Cause di esclusione e gravi illeciti professionali: il quadro normativo
Il giudizio di legittimità si fonda su tre disposizioni chiave del d.lgs. 36/2023:
- art. 94, che individua le cause di esclusione automatica, tra cui la frode nelle pubbliche forniture, e precisa i soggetti rilevanti all’interno delle società.
- art. 95, comma 1, lett. e), che prevede l’esclusione quando l’operatore abbia commesso un grave illecito professionale tale da rendere dubbia integrità e affidabilità, dimostrato con mezzi adeguati.
- art.
98: stabilisce le condizioni cumulative per
l’esclusione:
- esistenza dell’illecito;
- incidenza sull’affidabilità;
- adeguati mezzi di prova, tra i quali anche il decreto di rinvio a giudizio.

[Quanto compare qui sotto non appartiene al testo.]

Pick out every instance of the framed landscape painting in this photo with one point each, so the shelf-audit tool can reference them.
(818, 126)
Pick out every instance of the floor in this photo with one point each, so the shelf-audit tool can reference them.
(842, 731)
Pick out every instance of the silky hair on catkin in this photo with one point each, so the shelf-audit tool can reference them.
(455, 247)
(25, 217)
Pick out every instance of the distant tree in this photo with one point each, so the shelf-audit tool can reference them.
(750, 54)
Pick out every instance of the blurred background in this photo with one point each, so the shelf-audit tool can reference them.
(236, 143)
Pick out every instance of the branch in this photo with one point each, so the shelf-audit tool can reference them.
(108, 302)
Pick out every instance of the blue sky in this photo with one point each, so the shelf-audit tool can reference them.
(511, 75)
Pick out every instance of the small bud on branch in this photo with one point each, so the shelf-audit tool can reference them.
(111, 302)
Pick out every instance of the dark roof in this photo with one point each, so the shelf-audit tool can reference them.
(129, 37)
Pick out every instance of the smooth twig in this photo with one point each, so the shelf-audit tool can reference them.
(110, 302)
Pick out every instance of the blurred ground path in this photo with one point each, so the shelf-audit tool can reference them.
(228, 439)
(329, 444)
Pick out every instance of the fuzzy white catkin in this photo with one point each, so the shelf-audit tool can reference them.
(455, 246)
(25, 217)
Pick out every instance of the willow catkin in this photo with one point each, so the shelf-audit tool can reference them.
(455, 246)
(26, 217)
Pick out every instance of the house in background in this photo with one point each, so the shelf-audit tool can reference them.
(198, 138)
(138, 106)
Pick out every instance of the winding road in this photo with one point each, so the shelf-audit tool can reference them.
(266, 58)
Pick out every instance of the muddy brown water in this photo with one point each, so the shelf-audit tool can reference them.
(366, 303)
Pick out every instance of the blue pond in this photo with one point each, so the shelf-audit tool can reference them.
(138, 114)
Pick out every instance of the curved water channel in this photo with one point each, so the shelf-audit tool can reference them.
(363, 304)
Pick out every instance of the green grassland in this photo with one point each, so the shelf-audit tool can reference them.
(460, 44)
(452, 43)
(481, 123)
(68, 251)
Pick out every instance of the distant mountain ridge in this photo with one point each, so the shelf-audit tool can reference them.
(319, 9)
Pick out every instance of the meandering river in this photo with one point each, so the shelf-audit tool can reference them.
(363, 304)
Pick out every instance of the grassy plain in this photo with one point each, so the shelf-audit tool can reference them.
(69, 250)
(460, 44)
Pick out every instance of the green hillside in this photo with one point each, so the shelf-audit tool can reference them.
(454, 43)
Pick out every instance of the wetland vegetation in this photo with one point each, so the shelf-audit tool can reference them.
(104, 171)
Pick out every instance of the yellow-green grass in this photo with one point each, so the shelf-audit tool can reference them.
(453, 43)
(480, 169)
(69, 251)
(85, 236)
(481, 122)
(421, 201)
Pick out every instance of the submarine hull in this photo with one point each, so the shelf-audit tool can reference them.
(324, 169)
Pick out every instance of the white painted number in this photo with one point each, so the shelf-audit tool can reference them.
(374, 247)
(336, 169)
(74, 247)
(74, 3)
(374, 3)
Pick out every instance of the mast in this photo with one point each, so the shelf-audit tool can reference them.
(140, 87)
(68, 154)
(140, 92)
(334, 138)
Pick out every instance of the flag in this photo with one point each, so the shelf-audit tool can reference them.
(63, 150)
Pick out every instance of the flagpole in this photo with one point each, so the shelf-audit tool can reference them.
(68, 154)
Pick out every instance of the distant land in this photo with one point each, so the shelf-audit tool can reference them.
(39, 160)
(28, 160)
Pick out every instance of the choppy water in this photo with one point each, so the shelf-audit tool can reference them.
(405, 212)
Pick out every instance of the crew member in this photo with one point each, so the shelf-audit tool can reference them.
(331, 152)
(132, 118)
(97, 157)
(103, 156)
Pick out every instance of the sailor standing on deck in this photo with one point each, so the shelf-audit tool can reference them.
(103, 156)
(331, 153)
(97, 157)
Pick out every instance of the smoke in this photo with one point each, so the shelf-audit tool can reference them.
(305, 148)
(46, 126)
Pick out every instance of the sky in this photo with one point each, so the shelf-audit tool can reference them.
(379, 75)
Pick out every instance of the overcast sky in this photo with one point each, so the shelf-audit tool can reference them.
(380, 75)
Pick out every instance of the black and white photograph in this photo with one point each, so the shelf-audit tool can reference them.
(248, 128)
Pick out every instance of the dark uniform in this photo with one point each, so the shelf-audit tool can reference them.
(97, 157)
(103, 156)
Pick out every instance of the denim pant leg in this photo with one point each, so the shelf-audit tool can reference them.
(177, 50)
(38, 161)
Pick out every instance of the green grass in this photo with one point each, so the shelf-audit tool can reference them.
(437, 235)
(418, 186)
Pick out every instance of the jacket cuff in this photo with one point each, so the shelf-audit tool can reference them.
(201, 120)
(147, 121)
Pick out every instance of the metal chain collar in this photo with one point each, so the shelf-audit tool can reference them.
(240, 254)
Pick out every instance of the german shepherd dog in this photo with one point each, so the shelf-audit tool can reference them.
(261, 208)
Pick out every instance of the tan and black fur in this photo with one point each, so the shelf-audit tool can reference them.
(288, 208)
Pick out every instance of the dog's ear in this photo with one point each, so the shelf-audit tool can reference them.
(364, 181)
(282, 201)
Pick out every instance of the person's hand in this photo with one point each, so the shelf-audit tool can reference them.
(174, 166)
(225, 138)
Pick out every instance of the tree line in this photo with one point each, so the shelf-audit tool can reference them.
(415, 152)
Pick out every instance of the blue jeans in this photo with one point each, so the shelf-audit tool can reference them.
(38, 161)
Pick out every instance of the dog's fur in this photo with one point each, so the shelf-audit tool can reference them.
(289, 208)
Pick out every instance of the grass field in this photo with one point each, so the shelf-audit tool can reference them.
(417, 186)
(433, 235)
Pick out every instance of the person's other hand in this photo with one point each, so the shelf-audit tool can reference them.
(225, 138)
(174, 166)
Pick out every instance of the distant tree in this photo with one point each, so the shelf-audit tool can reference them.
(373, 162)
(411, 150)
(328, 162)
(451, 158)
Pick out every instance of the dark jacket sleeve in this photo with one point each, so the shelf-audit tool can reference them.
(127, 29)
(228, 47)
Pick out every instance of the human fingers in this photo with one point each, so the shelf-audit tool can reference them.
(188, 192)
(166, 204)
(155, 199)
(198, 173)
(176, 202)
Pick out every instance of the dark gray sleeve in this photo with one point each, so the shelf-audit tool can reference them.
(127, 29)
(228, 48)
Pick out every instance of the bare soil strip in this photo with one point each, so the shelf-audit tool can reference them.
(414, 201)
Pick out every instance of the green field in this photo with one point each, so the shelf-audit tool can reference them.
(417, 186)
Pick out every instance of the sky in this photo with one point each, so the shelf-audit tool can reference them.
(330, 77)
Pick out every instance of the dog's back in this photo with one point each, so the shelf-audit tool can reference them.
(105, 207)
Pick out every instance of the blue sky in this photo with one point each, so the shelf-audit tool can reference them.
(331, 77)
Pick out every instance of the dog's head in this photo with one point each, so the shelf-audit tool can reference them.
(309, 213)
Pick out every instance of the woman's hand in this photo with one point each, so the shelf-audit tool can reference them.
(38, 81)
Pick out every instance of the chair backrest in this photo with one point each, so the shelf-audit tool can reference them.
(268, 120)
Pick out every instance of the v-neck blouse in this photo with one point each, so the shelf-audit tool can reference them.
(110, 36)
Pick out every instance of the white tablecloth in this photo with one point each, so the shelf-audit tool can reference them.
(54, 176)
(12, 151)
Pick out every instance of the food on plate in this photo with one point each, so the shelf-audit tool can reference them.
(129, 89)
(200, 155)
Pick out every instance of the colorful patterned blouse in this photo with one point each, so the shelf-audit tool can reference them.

Ed è proprio sulla base di queste coordinate normative che i giudici di Palazzo Spada hanno confermato la legittimità dell’esclusione, ribadendo che sebbene non basti la pendenza di un procedimento penale per determinare la perdita di affidabilità, è decisivo verificare se i fatti contestati siano idonei a incidere sul rapporto fiduciario tra operatore e amministrazione.